-
Notifications
You must be signed in to change notification settings - Fork 193
Description
Brief summary
The starter and stopper jobs lack a BackoffLimit setting, causing them to retry up to 6 times on failures, while initializer and runner jobs are configured with BackoffLimit: &zero32 for immediate failure. This inconsistency leads to excessive pod creation, resource waste, and delayed error detection when starter/stopper curl connections fail.
k6-operator version or image
latest/main branch
Helm chart version (if applicable)
No response
TestRun / PrivateLoadZone YAML
apiVersion: k6.io/v1alpha1
kind: TestRun
metadata:
name: k6-test
spec:
parallelism: 1
script:
configMap:
name: test
file: test.jsOther environment details (if applicable)
No response
Steps to reproduce the problem
- Create a TestRun that will cause starter/stopper curl to fail (e.g., by deleting k6 runner pod immediately after creation for starter, or causing network issues during test execution for stopper)
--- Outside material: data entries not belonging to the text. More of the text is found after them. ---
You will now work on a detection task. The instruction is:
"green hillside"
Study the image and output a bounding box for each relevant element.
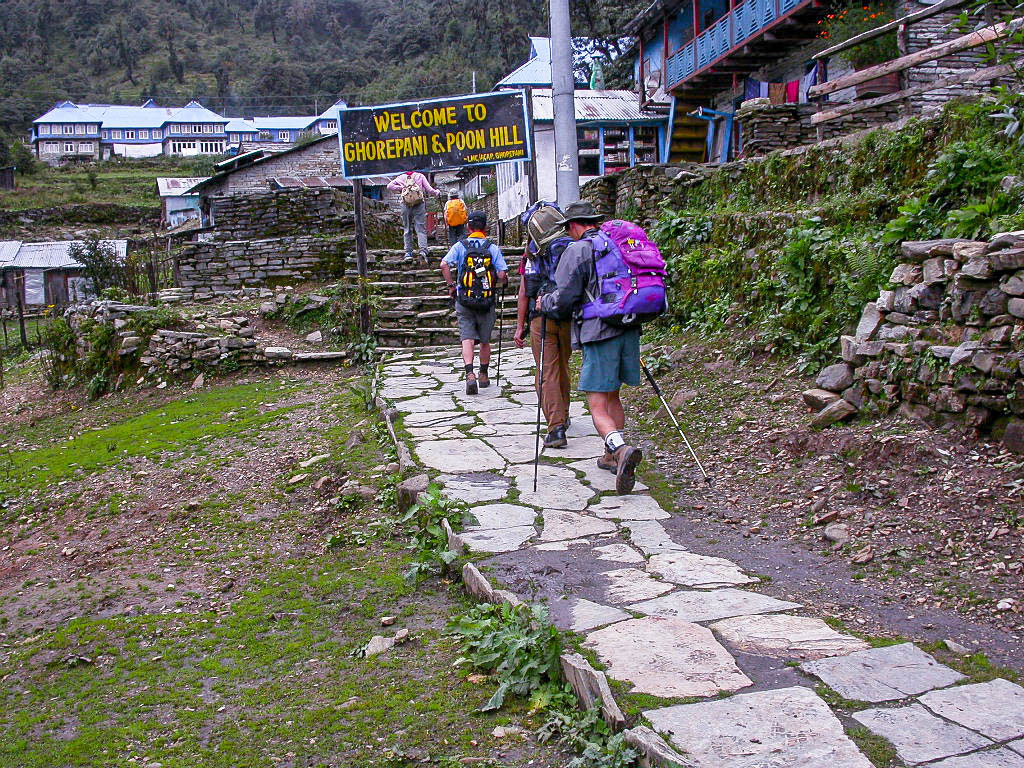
[0,0,641,131]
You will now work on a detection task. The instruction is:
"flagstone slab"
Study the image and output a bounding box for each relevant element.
[481,434,540,464]
[644,686,873,768]
[919,679,1024,742]
[482,407,541,425]
[591,495,669,521]
[647,551,756,589]
[630,588,801,623]
[1010,740,1024,757]
[568,598,631,632]
[407,428,466,442]
[620,520,686,555]
[416,439,505,472]
[402,410,471,426]
[465,503,537,529]
[539,510,616,541]
[601,567,674,603]
[438,472,510,504]
[710,614,869,660]
[460,526,537,553]
[801,643,965,703]
[566,458,648,493]
[394,394,458,413]
[548,436,608,460]
[509,390,539,406]
[566,419,600,437]
[853,704,993,765]
[507,464,594,510]
[593,542,645,564]
[585,617,752,698]
[469,422,536,436]
[931,750,1024,768]
[381,385,438,399]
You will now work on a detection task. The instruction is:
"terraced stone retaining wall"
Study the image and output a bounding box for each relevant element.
[174,187,401,300]
[806,233,1024,452]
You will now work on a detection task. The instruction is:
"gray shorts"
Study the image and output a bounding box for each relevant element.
[455,302,496,343]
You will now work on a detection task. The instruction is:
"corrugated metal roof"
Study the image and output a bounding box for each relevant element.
[317,99,349,121]
[156,178,209,197]
[0,241,22,267]
[270,175,392,189]
[34,100,226,129]
[251,116,317,130]
[530,89,665,123]
[0,240,127,270]
[497,37,553,88]
[225,118,256,132]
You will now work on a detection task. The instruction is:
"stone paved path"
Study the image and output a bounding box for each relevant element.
[379,347,1024,768]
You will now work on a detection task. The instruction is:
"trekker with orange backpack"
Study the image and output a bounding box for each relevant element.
[444,190,468,245]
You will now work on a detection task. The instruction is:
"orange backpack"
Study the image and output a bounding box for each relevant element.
[445,199,468,227]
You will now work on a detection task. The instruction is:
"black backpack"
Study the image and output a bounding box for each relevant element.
[456,238,497,311]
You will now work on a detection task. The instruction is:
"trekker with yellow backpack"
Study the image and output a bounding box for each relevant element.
[440,211,509,395]
[444,190,468,245]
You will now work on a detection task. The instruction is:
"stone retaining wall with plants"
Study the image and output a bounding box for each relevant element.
[806,233,1024,452]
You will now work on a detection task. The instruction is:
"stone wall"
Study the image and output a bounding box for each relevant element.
[806,233,1024,452]
[64,301,263,385]
[203,139,343,196]
[207,186,398,244]
[176,235,354,300]
[735,101,903,158]
[173,186,401,300]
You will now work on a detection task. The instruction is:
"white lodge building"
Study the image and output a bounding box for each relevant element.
[32,100,229,162]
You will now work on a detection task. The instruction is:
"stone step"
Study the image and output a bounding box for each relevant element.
[374,324,516,348]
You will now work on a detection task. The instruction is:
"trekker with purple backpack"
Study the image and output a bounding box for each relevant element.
[538,201,668,495]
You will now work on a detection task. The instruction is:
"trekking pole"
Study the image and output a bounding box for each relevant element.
[532,314,547,493]
[640,359,712,486]
[495,286,505,387]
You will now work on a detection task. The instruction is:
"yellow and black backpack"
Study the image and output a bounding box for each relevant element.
[456,238,497,311]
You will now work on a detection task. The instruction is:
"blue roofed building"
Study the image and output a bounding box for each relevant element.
[31,99,228,163]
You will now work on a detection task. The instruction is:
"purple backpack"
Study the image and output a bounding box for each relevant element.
[581,220,668,328]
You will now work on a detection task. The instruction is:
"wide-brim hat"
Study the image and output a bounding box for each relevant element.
[561,200,604,223]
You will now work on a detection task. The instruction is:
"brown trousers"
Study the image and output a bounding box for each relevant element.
[530,316,572,430]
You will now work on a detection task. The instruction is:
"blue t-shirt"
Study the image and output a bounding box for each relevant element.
[442,235,508,273]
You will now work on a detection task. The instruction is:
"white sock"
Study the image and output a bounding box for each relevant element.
[605,431,626,453]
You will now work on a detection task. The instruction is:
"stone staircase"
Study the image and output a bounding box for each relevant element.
[365,247,523,351]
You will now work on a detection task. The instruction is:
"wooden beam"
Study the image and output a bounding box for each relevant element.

- Observe that starter/stopper jobs create multiple pods (up to 6) that all fail
- Compare with initializer and runner jobs which have BackoffLimit: &zero32
Example commands
- kubectl apply -f testrun.yaml
- kubectl delete pod k6-test-1-xxx # Delete runner pod to cause starter failure
- kubectl get pods -l job-name=k6-test-starter # Observe multiple failed pods
- kubectl get pods -l job-name=k6-test-stopper # Observe multiple failed pods for stopper
Expected behaviour
Starter and stopper jobs should fail immediately (after curl's internal 3 retries) and not create multiple pods, consistent with initializer and runner job behavior which both use BackoffLimit: &zero32
Actual behaviour
Starter and stopper jobs create up to 6 pods (default Kubernetes BackoffLimit) when curl connection fails, causing:
- Resource waste: Multiple unnecessary pods created
- Inconsistent behavior: initializer/runner fail immediately, but starter/stopper retry 6 times
- Excessive logging: Same failure logged 6 times instead of once
- Delayed failure detection: Takes longer to identify actual issues
Each pod performs curl with --retry 3, so total attempts = 6 pods × 3 curl retries = 18 attempts for the same failure.
Current code in pkg/resources/jobs/starter.go and pkg/resources/jobs/stopper.go lack BackoffLimit setting, while initializer.go and runner.go both have BackoffLimit: &zero32.